We cut to the Townsend Agency where the Angels learn that the General who runs the base is an old friend of Charlie's and wants the Angels to investigate. There is a lame excuse as to why the MP can't investigate the murder itself, and it starts a bad trend of suspending disbelief that ultimately makes this one of the more inane first season episodes so far.

The Angels go undercover, Kelly and Jill as grunts, Sabrina as a nurse. We quickly find out that the murderer is a drill Sergeant from the base. There are several training scenes featuring Kelly and Jill marching, wrestling, peeling onions, practicing gas mask use etc. During the gas mas exercise Kelly tells a tasteless Auschwitz joke. More like ouch wits.

Meanwhile Sabrina has befriended a woman soldier in the infirmary who obviously knows something but refuses to talk about it. She almost loses her life when some bad medicine is used on her. This is one of those deadend plots threads that is never resolved.

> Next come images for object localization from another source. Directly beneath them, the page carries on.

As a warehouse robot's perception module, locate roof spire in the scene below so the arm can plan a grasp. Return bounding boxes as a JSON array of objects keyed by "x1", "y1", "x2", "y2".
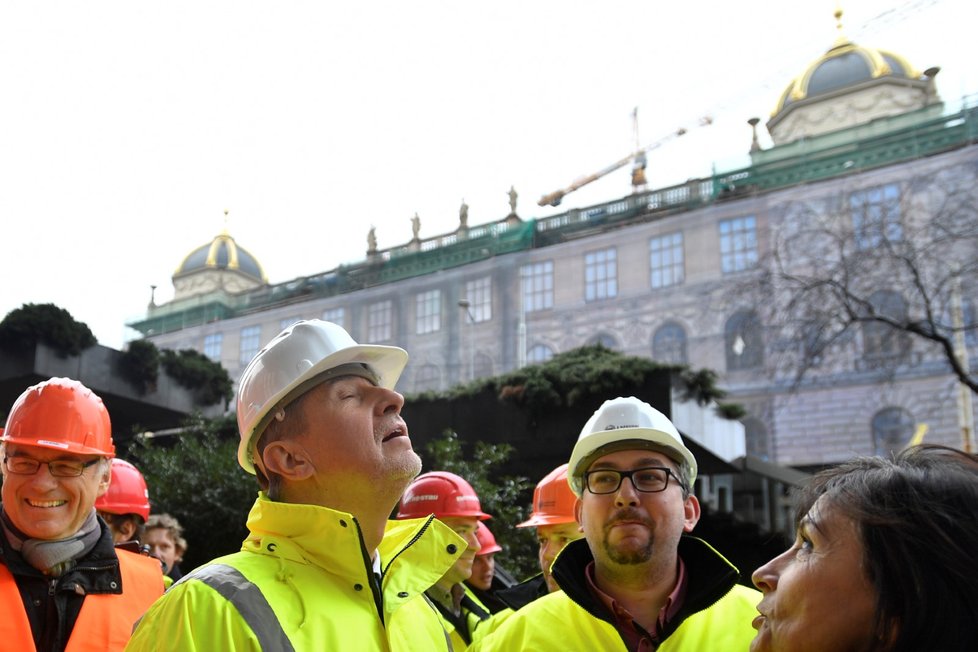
[{"x1": 832, "y1": 2, "x2": 849, "y2": 47}]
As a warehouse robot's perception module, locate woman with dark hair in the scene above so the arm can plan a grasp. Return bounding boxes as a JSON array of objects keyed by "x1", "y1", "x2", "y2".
[{"x1": 751, "y1": 445, "x2": 978, "y2": 652}]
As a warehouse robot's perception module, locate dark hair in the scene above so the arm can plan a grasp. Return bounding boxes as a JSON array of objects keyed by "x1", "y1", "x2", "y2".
[{"x1": 796, "y1": 444, "x2": 978, "y2": 652}]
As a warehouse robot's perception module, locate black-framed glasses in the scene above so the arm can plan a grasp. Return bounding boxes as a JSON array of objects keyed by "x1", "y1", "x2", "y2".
[
  {"x1": 3, "y1": 456, "x2": 101, "y2": 478},
  {"x1": 584, "y1": 466, "x2": 683, "y2": 496}
]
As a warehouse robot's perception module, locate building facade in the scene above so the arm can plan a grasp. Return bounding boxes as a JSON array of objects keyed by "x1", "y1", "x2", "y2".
[{"x1": 131, "y1": 28, "x2": 978, "y2": 467}]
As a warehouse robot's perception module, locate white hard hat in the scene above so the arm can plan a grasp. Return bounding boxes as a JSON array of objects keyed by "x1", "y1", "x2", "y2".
[
  {"x1": 567, "y1": 396, "x2": 696, "y2": 496},
  {"x1": 237, "y1": 319, "x2": 408, "y2": 473}
]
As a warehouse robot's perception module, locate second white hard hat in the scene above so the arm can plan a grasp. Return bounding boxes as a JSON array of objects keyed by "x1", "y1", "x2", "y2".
[
  {"x1": 567, "y1": 396, "x2": 696, "y2": 496},
  {"x1": 237, "y1": 319, "x2": 408, "y2": 473}
]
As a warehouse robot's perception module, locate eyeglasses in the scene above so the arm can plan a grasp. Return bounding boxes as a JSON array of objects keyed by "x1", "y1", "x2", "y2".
[
  {"x1": 584, "y1": 466, "x2": 685, "y2": 496},
  {"x1": 3, "y1": 456, "x2": 101, "y2": 478}
]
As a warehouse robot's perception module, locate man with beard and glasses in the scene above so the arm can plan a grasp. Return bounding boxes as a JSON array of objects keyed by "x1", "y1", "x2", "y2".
[{"x1": 470, "y1": 397, "x2": 760, "y2": 652}]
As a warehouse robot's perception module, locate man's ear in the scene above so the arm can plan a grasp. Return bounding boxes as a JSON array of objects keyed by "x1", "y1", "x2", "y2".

Kelly snoops around in the drill sergeant's office and discovers one of the worst tropes in the Charlie's Angels' canon--- incriminating evidence left inside a desk drawer just waiting to be found. The evidence, bank deposit slips in the thousands, is given over for Bosley to look into. Kelly also conveniently overhears that the food waste from the base is delivered to local farms for their swine to consume. Since the Angels are searching for the murder weapon, Kelly brilliantly surmises that the weapon could have been smuggled out of the base through food waste. Because of course the drill sergeant had no way whatsoever to smuggle it off base without being discovered. Just plain silly that he'd need to resort to such a disposal.

Sabrina has befriended a handsome army doctor, played by the father of Chris Pine, Robert Pine, who co-starred on CHIPS for a number of years. Their relationship goes no where but she finds that there is connection between the doctor and the drill sergeant and it might involve expired medicine being sold for profit.

Meanwhile Bosley takes a trip to the local pig farm to look for the discarded murder weapon, and of course finds it in the first muddy pig sty he looks in. Complete lunacy that the farmers would not feed their pigs through a trough, but rather just toss the food to the floor of the pen. And inane that Bosley would go looking for it in his suit, which gets covered in mud, and that the weapon was so easy to recover in the first place.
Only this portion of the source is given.